You were a hunter yes?” Navendra has wondered about this since it seems clear to him that Francis is a gentle and proper man, a most fastidious gentleman in matters of retribution but hardly bloodthirsty.

“Yes, I was a hunter

“But why hunt?

“ My master (Sultan Sidi Mehemet Ibrahim) was a devout Muslim and also a hunter of great repute, at ten years of age I attended him. On one of his most esteemed hunts I was one of ten runners dotted across the forests of Nederhiwi

“Why would a hunter require runners?” Francis smiled gravely,

“To lure out his prey…jaguars…sleek and able to move with such fluid grace and speed that to hesitate but for a moment was to assure one’s own entrance to Janna! I was careful and I was fast, so I survived, many others didn’t. When I was twelve I made my first kill.”

“What did you kill?”

“A beautiful gazelle, slender of carriage and fleet of foot, her name was Nuur Hamdi

“She sought freedom, the Sultan would not give it and so she fled. I was ranked high amongst the hunters so he sent me after her, through the jungles of the Nederhiwi. She was the first person I killed, but not the last.

“Oh” the Fakirs are horrified by his casual admission, to have slaughtered another enslaved human being? The consequences for his karma must have been disastrous!

“ I thought if I served Mehemet Ibrahim loyally, Allah might be kind to me. But one day an important man invited his Royal Highness to Alabama to give lectures, and I as his most reputed hunter was asked to go with him

The Sultan was asked to give a talk? On what?”

“The efficacy of the slave trade, several years before he had been petitioned by a Sufi sect, to end the abominable practice of enslaving Christians. He was reluctant to do so, and since he was both a philosopher and an intellectual he was able to expound convincingly as to why he should not. His arguments were so impressive that Jedidiah Kane Thickett invited him to Alabama to share his beliefs. The Sultan was so flattered to have been presented with such an invitation, that he presented him with one of his most prized possessions”
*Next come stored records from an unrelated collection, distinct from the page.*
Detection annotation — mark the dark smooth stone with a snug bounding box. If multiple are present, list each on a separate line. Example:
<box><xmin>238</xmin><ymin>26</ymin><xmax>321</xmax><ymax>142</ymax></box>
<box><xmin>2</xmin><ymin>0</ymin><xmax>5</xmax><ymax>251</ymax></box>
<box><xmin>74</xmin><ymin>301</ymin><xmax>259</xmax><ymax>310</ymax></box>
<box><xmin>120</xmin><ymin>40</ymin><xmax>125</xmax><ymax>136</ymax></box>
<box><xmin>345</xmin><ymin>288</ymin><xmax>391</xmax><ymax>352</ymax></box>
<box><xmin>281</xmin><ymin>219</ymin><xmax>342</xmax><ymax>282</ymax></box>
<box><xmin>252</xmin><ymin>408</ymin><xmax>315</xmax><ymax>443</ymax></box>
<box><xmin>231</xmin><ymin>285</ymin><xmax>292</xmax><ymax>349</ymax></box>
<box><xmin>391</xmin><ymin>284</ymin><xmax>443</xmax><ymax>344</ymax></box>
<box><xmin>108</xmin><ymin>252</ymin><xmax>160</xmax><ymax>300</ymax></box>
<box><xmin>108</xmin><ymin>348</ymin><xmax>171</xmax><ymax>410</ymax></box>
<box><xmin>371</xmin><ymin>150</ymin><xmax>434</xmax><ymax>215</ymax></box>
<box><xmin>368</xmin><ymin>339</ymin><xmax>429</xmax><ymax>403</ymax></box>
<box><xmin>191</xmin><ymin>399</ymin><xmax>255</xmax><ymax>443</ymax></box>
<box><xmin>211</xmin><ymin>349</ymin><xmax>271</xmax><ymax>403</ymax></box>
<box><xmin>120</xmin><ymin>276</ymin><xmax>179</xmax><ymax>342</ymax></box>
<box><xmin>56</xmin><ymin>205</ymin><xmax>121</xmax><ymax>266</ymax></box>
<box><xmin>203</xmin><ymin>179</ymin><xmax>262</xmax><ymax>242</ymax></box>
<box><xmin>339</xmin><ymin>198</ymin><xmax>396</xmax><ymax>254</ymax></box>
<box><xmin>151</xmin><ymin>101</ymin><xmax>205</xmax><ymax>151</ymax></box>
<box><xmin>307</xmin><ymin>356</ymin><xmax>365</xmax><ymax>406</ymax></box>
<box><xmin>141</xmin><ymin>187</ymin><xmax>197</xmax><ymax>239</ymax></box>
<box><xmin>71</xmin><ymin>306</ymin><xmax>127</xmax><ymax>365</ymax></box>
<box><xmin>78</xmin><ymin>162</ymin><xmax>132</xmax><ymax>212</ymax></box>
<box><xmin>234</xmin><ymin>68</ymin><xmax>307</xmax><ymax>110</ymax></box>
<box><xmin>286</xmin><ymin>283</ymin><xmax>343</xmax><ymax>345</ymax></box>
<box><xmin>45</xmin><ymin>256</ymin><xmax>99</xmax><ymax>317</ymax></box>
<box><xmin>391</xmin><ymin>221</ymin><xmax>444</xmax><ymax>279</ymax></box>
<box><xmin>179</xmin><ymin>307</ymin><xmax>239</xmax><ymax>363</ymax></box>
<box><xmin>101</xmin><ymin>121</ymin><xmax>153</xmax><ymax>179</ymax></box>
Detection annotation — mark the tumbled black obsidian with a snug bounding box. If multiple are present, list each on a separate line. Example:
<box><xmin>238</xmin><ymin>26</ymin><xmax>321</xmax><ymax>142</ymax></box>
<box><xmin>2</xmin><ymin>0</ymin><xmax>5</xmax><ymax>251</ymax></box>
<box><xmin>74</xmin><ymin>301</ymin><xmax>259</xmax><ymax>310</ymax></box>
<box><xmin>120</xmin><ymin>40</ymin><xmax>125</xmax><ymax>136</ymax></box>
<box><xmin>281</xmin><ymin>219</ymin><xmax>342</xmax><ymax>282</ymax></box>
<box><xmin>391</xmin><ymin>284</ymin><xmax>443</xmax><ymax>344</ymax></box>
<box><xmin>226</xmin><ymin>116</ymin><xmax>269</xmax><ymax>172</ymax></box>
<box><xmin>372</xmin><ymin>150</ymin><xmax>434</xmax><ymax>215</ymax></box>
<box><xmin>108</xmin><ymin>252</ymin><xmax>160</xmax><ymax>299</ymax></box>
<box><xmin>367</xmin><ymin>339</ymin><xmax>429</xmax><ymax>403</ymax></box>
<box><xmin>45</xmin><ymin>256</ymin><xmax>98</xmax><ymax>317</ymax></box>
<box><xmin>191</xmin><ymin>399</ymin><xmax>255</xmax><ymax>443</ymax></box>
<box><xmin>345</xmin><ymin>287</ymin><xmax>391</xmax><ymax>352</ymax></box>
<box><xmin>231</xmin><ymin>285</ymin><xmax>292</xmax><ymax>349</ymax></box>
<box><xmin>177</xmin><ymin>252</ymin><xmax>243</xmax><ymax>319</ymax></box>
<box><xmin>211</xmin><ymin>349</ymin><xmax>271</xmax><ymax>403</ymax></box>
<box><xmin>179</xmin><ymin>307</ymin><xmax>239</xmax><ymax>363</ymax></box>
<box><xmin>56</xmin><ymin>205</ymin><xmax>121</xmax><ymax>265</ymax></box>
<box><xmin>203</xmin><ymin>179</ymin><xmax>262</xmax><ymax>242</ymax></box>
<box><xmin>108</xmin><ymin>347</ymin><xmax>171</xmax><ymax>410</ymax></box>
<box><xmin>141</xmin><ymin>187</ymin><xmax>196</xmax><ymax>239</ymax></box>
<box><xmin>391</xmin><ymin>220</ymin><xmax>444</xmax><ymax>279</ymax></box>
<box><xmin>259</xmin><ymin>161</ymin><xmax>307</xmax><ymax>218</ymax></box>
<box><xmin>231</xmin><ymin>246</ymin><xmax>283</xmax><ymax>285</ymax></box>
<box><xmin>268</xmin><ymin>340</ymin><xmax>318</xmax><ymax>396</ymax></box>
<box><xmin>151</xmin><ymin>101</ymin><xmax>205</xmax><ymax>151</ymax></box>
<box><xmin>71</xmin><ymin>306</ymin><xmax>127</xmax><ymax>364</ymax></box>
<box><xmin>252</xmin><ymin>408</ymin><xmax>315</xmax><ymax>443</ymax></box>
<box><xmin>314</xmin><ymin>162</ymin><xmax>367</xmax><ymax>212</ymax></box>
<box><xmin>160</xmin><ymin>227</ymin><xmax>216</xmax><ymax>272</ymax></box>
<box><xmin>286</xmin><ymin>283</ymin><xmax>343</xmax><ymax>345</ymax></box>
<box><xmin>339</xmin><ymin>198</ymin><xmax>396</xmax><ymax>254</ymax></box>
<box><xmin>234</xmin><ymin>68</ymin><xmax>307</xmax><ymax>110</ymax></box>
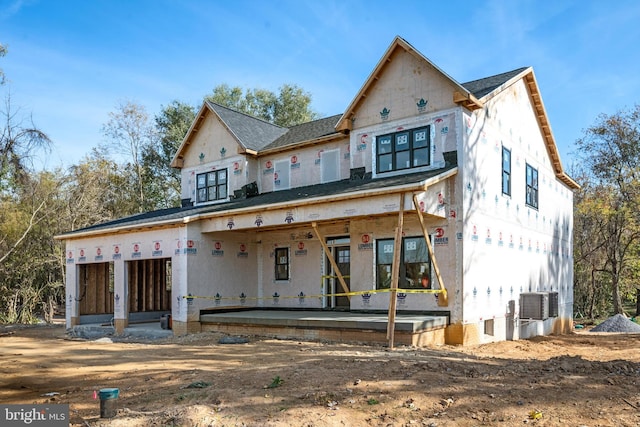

“Really? And what was it?”

“Me”

The three Indian gentlemen are horrified, a culture that barters human flesh as if it were a lump of gold or of ivory? And to such a one as Jedidiah Kane Thickett? The thought itself makes them shudder, for had they not observed the violent disposition of the man for themselves?

“How did you escape?”

I was stolen from him by Allan Pinkerton and given a choice, liberty or death! I chose liberty!”

A most worthy choice!

“I didn’t think so at the time, in fact I shudder to think of those days of my darkness. Allah has indeed been most kind.

The gentle lapping of the harbour waters, the intermittent hoot of owls and the hollow cries of harbour watchmen, who for a couple of dollars will turn a blind eye to river rats regardless of what they are supposed to do. These sounds garner the attention of Francis and the Fakirs as they stand guard in companionable silence.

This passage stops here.